Of all the individual impacts that owls face, automobiles appear to be the most detrimental. Many people drive at night when owls generally hunt. Many owls use highways and nearby areas for hunting. Owls perch in trees and other structures to watch for their prey. When an owl sees their prey, they move in for the kill flying close to the ground. Since owls have frontally situated eyes, they tend to have a narrow visual field of approximately 110 degrees (Sparks 1970) resulting in “tunnel vision”. If an owl is flying perpendicularly over a road, it may not be able to see oncoming automobiles. In a study done in Hawaii from 1992-1994, 81 Barn Owls (Tyto alba), and five Short-Eared Owls (Asio flammeus) were evaluated to determine their cause of death. Of the 40 that died from trauma, 29 appeared to have collided with automobiles (Work 1996). Devine and Smith (1985) performed a study on Eastern Screech Owl (Otus Asio) mortality. They found that Screech Owls are frequently killed by vehicles while hunting near roads. The number of deaths by automobiles may not be considered detrimental to a specific population of owls.

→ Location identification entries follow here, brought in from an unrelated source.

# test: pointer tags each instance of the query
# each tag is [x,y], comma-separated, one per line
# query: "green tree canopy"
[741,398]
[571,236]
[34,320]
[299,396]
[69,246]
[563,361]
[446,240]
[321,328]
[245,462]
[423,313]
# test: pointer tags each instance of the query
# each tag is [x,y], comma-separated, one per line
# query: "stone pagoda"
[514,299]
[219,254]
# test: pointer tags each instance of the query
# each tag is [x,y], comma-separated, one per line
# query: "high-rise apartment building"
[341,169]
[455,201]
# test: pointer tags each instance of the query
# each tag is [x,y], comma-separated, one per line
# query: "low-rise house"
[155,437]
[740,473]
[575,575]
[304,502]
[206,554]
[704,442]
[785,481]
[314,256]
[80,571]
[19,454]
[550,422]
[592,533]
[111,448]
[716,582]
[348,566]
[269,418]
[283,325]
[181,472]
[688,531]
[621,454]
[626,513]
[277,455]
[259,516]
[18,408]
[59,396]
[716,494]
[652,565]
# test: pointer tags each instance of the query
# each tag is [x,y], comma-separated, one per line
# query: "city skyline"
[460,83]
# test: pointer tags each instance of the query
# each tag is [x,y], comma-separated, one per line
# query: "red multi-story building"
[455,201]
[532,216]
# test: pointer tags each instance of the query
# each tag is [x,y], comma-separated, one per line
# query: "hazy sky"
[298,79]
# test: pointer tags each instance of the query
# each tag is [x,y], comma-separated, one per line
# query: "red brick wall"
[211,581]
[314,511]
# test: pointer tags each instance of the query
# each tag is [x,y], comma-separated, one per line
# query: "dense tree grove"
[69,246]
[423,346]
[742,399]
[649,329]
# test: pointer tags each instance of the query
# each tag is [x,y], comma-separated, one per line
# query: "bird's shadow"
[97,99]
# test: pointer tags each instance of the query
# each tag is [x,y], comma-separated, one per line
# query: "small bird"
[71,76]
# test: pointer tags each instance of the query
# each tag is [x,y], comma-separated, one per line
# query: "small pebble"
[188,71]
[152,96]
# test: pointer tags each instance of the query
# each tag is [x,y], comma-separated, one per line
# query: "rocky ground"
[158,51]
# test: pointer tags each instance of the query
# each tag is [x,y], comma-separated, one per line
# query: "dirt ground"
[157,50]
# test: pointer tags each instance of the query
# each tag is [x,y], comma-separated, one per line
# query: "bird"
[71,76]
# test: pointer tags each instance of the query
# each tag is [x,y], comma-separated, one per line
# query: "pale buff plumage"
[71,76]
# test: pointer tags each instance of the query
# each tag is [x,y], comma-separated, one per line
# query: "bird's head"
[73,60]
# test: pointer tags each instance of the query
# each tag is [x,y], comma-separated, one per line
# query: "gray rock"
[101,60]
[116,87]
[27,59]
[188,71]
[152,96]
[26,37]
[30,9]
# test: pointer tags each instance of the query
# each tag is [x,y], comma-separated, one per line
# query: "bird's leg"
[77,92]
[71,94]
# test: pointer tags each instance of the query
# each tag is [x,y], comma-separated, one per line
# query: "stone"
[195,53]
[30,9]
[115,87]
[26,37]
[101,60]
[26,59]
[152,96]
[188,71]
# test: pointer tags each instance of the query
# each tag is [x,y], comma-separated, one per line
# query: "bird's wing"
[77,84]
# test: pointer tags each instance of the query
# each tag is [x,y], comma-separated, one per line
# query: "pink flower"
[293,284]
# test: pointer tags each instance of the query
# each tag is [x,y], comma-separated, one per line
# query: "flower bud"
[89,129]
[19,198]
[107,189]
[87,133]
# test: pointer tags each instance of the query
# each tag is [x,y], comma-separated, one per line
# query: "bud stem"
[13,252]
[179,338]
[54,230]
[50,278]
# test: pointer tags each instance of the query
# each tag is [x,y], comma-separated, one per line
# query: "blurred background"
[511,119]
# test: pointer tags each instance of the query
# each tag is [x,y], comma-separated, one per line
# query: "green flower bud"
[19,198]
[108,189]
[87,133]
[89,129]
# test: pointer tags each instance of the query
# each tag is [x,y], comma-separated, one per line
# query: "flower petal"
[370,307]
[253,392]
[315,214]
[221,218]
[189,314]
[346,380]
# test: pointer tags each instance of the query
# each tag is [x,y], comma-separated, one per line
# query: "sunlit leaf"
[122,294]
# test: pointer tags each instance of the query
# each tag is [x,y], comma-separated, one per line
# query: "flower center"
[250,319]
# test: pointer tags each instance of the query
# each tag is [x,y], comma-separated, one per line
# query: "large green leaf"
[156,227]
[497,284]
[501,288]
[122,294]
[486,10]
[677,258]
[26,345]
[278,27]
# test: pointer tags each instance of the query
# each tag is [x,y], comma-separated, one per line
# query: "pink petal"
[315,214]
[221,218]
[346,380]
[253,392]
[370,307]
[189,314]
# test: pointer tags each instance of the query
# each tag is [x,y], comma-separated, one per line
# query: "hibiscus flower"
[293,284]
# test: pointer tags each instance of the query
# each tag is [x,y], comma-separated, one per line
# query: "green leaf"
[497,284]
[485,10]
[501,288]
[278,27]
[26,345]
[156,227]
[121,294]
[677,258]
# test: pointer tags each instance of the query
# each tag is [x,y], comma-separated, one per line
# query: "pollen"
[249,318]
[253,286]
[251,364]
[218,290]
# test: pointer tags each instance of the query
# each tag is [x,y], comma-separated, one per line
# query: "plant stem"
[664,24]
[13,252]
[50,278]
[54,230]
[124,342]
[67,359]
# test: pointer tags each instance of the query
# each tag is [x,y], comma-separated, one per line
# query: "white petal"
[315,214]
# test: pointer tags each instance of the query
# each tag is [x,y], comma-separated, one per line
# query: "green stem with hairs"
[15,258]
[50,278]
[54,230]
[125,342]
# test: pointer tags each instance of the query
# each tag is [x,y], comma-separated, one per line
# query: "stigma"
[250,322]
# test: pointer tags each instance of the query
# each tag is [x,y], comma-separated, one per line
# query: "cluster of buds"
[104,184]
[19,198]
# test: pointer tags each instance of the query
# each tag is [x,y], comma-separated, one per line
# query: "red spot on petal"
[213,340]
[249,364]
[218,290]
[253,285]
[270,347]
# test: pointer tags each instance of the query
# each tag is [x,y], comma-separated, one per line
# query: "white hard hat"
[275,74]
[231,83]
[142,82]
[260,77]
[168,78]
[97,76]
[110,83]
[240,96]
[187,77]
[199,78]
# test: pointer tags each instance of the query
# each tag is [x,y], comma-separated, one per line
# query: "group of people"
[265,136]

Another cause of random killings of owls is barbed-wire fences. The number of owls killed by barbed-wire fences probably is not significant, but it has been reported numerous times and probably occurs more often than reported. Throughout the United States, Great Horned, Burrowing, Short-Eared, and Barn Owls have been found entangled in fences (Allen 1990). On 16 July 1993, a dead Long-Eared Owl (Asio Otus) was discovered hanging from a barbed-wire fence in Colorado (Tischendorf 1997). Raptor rehabilitator Heather Best of the Western North Carolina Nature Center stated that a majority of the Great Horned Owls that they receive are injured from being entangled in barbed-wire fencing.
The list of human caused impacts that effect owls on the individual scale also include dams, research, railroads, airplanes, recreation, and mass noise pollution such as sonic booms. There have even been reports of owls being caught in abandoned fishing line.
These individual impacts are detrimental to owls, but impacts that affect owls on a population scale are of more concern to scientist. Population scale impacts cause greater impact to owls, so they generally are studied more and are ecologically more important.